Ce n’est pas la seule avanie. “Les chats en ville attaquent les oiseaux. Malgré tout, ces espèces continuent à vivre sur ces monuments. Un couple de grands ducs s’était, par exemple, installé sur le toit du lycée Joffre, à Montpellier, au-dessus du plateau sportif, l’an dernier.” Malgré le bruit. Mais avec la proximité des allées arborées de l’Esplanade. Le gîte et le couvert avec de nombreux rats. Des pigeons. Même une espèce imposante comme celle-là – 1,80 mètre d’envergure peut élire domicile dans des endroits atypiques et s’y adapter.
Intégrer la biodiversité dans les travaux de restauration
Depuis 2022, la LPO accompagne l’Etablissement public Rebâtir Notre-Dame de Paris dans une démarche visant à intégrer la biodiversité dans les travaux de restauration. Dans le cadre de ce partenariat, des visites techniques ont permis d’identifier et d’évaluer les emplacements potentiels pour l’accueil des nids et de proposer des mesures d’amélioration. Les compagnons et entreprises du chantier pourront être formés à repérer et préserver la faune tandis que les naturalistes de la LPO Ile-de-France effectuent un inventaire régulier des espèces présentes sur le site. La mairie de Paris a de son côté émis le souhait que les squares entourant Notre-Dame rejoignent les Refuges LPO, premier réseau de jardins écologiques en France. Valérian Tabard, de la LPO Occitanie, explique d’ailleurs, que la LPO a publié un guide spécial à destination des collectivités et des entreprises qui travaillent sur les Monuments historiques.

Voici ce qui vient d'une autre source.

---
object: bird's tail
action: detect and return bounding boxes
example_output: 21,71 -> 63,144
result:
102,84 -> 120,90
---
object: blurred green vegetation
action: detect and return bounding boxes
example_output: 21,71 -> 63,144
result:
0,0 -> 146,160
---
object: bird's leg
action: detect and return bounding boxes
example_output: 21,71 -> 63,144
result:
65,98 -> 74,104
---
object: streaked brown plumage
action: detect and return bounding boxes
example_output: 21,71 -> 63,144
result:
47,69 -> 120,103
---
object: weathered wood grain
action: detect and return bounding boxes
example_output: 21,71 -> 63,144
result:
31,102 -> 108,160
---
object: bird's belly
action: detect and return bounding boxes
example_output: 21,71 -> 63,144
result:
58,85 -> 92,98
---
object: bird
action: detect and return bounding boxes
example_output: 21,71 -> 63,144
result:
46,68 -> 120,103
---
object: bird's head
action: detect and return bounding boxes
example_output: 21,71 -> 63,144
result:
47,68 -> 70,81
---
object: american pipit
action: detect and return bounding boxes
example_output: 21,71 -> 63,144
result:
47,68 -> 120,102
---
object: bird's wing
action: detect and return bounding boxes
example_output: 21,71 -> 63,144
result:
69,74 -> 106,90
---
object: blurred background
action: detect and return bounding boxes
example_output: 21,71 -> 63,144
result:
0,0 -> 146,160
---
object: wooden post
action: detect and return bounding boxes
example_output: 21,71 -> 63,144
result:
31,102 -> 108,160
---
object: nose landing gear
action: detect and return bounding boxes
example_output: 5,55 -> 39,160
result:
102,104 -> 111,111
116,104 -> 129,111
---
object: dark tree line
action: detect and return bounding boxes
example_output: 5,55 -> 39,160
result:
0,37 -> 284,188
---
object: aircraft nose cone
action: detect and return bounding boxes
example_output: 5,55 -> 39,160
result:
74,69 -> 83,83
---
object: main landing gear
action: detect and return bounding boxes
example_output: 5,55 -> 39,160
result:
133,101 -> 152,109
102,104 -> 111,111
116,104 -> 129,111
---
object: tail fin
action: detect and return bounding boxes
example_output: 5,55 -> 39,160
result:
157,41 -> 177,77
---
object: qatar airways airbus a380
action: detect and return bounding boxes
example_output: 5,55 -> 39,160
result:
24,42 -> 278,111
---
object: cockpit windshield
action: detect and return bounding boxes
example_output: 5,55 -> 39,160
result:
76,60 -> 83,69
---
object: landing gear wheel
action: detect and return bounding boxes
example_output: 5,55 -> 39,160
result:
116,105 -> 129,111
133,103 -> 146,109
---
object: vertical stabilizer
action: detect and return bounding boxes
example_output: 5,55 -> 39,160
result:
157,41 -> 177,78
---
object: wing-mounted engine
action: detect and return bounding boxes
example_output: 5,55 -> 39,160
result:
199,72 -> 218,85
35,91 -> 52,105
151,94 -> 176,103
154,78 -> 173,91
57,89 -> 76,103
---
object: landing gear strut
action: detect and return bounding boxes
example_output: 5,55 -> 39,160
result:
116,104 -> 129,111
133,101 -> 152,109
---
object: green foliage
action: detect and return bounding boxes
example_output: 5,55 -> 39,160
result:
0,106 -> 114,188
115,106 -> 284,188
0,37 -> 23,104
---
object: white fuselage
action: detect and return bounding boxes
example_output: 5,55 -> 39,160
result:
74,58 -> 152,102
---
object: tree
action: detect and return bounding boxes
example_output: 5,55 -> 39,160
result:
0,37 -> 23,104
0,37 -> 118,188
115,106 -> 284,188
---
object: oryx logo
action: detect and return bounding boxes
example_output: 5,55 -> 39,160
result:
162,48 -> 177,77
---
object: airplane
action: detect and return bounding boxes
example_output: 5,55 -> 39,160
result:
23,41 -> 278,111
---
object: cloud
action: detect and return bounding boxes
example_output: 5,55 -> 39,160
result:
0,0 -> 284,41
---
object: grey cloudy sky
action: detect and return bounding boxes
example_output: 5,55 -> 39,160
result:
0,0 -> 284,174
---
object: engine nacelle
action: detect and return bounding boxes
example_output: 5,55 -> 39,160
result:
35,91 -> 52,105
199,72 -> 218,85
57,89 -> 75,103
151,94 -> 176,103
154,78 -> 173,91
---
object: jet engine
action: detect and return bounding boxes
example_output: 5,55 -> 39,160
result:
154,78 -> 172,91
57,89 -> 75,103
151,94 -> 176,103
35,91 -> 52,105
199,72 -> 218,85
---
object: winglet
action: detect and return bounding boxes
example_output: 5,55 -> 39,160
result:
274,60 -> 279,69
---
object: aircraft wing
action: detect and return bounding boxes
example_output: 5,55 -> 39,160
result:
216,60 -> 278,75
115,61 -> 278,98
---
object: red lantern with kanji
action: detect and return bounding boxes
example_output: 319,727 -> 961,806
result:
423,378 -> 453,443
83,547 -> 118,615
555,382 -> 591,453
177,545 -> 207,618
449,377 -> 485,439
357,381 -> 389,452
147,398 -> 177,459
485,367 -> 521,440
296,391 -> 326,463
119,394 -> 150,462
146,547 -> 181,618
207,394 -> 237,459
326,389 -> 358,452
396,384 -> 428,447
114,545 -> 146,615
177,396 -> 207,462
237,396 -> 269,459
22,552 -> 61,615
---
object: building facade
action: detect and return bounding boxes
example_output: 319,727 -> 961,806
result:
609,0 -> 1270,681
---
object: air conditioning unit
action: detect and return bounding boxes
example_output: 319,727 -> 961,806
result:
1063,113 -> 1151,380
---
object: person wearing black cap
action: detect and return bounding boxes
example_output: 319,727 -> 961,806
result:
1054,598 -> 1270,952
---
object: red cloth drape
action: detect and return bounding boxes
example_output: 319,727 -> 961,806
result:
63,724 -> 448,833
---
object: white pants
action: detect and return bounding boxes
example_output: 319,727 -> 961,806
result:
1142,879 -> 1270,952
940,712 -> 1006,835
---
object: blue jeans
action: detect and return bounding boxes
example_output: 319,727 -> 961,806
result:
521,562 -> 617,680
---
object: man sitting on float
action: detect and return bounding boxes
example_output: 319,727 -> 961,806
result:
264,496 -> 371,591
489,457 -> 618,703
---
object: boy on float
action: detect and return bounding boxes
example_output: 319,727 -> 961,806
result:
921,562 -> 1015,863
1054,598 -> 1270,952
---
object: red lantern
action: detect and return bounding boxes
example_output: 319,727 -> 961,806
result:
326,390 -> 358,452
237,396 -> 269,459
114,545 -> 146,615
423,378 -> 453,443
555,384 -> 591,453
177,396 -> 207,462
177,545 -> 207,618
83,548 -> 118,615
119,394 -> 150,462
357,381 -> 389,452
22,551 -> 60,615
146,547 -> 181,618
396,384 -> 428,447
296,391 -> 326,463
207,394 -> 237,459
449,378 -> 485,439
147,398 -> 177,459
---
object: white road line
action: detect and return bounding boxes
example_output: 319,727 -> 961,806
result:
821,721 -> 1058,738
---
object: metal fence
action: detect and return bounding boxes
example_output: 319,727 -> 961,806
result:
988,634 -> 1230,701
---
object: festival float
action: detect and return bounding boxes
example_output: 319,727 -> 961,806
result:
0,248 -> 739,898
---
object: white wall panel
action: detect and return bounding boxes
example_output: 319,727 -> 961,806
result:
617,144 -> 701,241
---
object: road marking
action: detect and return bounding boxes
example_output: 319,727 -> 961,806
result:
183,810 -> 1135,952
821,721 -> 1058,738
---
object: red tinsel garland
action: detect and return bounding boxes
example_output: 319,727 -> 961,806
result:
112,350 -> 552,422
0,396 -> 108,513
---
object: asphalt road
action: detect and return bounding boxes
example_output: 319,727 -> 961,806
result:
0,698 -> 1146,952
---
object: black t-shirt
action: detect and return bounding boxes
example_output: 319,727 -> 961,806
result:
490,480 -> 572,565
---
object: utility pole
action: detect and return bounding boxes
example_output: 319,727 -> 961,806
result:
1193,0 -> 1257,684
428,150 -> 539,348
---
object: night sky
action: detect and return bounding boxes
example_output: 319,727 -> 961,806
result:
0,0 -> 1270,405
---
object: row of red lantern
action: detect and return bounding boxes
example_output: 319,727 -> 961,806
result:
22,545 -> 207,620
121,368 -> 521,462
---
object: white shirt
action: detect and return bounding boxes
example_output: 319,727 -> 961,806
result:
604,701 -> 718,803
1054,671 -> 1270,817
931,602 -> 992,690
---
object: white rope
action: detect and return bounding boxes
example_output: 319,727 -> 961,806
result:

Programmes de connaissance et de protection de la biodiversité dans les parcs et jardins
La LPO collabore depuis plusieurs années avec d’autres grands bâtiments religieux. En Paca, elle a, par exemple, posé en 2022 des nichoirs à hirondelles et martinets sur la Cathédrale Notre-Dame-et-Saint-Arnoux de Gap (Hautes-Alpes) et a été missionnée par la Direction régionale des affaires culturelles (DRAC) pour réaliser les diagnostics écologiques de sept cathédrales de la région.
En parallèle, la LPO travaille depuis plus de dix ans avec le Centre des monuments nationaux (CMN) pour développer des programmes de connaissance et de protection de la biodiversité dans leurs parcs et jardins. Neuf sites sont actuellement engagés dans la démarche Refuges LPO : le château d’Angers, le château d’Assier, le château d’Aulteribe, le site archéologique de Glanum, le domaine national de Saint-Cloud, le site gallo-romain de Sanxay, l’Oppidum d’Ensérune, l’Abbaye de Beaulieu-en Rouergue, la colonne de la grande Armée à Wimille.